Si en las obras de estirpe modianesca, centradas en París y en el Madrid sitiado por los tropas nacionales, Castillo rastrea un mapa conformado por restos naufragados de aquellos desastres de la ocupación alemana y el sitio de una ciudad que tuvo al enemigo llamando a sus puertas, esto es literal, los años que duró el conflicto, en Tánger realiza un mapa similar hasta el punto de hacer una lista de nombres de establecimientos desaparecidos ya en la ciudad con ánimo de conjurar la memoria. Desde el catálogo homérico de las naves y la descripción del escudo de Aquiles el recurso ha sido fecundo.

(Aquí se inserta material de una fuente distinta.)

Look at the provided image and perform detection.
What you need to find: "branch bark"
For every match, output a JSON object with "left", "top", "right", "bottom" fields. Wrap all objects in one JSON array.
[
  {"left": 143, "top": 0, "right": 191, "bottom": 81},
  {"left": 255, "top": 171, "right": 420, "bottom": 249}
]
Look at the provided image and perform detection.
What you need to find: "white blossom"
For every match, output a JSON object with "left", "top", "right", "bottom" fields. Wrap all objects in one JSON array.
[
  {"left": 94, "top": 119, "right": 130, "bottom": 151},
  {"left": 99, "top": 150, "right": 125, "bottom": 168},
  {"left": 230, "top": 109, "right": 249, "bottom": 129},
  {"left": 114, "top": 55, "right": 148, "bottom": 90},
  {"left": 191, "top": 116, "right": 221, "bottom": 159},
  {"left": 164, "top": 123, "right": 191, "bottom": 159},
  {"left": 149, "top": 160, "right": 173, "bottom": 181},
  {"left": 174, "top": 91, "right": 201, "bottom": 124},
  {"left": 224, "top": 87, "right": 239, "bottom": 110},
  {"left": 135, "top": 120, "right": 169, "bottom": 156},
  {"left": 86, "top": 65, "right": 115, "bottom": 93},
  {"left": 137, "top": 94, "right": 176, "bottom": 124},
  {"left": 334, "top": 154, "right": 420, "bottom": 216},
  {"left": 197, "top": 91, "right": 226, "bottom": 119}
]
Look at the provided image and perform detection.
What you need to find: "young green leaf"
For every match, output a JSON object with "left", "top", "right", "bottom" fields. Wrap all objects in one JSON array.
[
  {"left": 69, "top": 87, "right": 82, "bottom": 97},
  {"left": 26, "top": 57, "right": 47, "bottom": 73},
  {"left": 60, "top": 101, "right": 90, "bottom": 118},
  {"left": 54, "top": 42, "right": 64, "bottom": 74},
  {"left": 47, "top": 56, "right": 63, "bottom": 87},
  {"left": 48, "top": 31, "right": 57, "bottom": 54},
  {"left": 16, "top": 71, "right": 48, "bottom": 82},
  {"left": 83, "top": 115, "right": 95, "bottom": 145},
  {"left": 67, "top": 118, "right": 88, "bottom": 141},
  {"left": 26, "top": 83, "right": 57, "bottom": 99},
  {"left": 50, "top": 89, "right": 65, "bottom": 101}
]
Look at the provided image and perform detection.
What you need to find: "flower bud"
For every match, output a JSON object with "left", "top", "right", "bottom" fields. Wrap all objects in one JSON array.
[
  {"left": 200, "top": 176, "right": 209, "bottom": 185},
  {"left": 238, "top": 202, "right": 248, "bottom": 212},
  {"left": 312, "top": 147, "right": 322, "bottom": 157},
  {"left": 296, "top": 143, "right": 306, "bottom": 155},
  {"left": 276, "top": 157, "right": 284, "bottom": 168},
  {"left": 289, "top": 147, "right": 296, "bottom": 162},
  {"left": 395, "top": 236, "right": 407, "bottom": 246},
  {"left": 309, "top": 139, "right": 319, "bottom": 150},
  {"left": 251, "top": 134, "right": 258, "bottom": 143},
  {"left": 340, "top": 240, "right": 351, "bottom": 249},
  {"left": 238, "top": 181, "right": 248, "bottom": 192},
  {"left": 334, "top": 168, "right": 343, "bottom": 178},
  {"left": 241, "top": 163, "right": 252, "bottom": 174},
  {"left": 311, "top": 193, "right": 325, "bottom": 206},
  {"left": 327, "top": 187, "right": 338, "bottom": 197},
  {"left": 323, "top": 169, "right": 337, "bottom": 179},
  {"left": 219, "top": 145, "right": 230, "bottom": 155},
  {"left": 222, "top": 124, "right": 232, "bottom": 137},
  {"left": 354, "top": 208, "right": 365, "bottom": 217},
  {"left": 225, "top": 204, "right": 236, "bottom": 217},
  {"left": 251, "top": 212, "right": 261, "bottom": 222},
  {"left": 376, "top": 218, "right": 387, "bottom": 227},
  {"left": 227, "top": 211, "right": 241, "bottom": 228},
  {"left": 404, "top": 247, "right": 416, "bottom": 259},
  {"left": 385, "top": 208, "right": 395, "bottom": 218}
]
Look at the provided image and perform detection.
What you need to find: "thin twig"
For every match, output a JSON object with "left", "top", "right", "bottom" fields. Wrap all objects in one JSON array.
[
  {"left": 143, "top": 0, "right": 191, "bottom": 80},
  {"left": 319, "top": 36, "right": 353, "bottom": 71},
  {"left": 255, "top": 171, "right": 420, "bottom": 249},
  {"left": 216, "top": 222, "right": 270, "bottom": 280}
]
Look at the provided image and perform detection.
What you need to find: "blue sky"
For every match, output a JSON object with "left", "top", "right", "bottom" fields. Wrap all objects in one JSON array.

Así, el mapa que nos presenta Castillo tiene mucho de ese recurso benjaminiano de la cita. Salvo que aquí no se trata de citas literarias o filosóficas capaces de reconstruir un mundo en su pálido y fragmentario estado, sino de conjurar mediante el documento histórico y su mezcla con recursos narrativos, algo que Castillo hace muy bien, la memoria de una ciudad. Decía Walter Benjamin que a todo documento de cultura le correspondía en igual medida un documento de barbarie y la sentencia parece haber sido tenida en cuenta en la redacción de ese libro, pues Castillo nos presenta un Tánger sombrío, oscuro, que posee la cualidad de, por ello mismo, ser fuente de iluminación. Esto es algo que se sabe desde antiguo, pero la gracia de Castillo consiste en concretarlo fielmente en un lugar y fecha determinado, ese Tánger modianesco que tanto le fascina. Pero de este libro, editado con tal gusto y primor que nos recuerda a la colección «La memoria» de la editorial Sellerio, destacaría una cualidad que le hace rara avis en la conformación tangerina que goza ahora, otra vez, de nuevo, una suerte de resurrección al modo de los Ojos del Guadiana: Castillo recalca una y otra vez su escepticismo bien fundado sobre la mitificación del Tánger durante los años en que habitaron la ciudad los beats junto a adinerados, tipo Barbara Hutton, y británicos, como Cecil Beaton. Para Castillo, el Tánger fetén era el Tánger canalla y modianesco que refleja pálidamente la película Casablanca, de Michael Curtiz, y no la que se muestra como un inagotable prostíbulo de chicos y chicas indígenas para una élite mayoritariamente anglosajona, británica y norteamericana, no la única, y ello sólo por la solidez del dólar y la libra esterlina, y donde la población local era poco menos que un decorado exótico.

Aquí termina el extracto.